Deane January 8, 2008 at 6:25 am

Thank you John,

Agreed. But there is a school of thought which says that India has (and it does have) a viable auto industry with the ability to compete with Toyota's, Nissan's and so on because they were protected from competition from japan.

Couldn't the incentives be provided by competition in the domestic market?

I agree though, even though the motor-companies benefited consumers buying expensive inferior quality products the consumers lost out.

But its often the case here in the "developing world" that consumers go for MORE expensive imported goods over the cheaper local good of the same commodity because of higher quality in the imported items.

In instances where higher quality doesn't necessarily lead to higher productivity, or the import is not used in production.. say in the case of potato chips or chocolates. Would "buying local" make sense?

For example there was a famous slogan at one election time in India, saying "Yes for Computer Chips No for Potato Chips" referring to imports.

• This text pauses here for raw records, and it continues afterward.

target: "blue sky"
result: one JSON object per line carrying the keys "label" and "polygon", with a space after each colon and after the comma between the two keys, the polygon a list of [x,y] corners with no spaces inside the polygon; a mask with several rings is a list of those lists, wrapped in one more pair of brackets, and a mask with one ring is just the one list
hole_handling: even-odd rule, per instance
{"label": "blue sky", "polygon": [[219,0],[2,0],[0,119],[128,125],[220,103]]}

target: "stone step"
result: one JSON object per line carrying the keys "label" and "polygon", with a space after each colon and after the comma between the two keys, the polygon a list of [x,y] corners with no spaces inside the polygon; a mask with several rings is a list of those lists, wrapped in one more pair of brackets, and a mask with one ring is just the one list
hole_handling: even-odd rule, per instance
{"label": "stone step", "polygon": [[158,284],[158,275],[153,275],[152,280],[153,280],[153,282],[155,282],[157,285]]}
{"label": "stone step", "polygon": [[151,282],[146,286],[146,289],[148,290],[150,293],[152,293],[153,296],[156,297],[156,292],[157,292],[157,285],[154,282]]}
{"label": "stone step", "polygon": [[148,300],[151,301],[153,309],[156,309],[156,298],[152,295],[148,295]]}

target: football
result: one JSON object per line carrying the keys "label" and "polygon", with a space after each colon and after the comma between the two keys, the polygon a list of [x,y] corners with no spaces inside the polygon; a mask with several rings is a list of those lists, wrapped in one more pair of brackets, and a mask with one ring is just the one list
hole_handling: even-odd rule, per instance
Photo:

John Dewey January 8, 2008 at 6:16 pm

Deane,

You seem to imply that having a viable auto industry – meaning an Indian-owned automobile industry – is more important than allowing Indian consumers the freedom to buy the vehicles they wish to buy. Why? Wouldn't Indian consumers have benefitted if Toyota, Nissan, GM, and Ford had been allowed to build plants there in the 1950's, 1960's, 1970's, and 1980's?

What's the name of that government-owned Indian manufacturer? Marudi? Did India really have a viable auto industry when they had a majority share? Aren't they now owned by the Japanese anyway?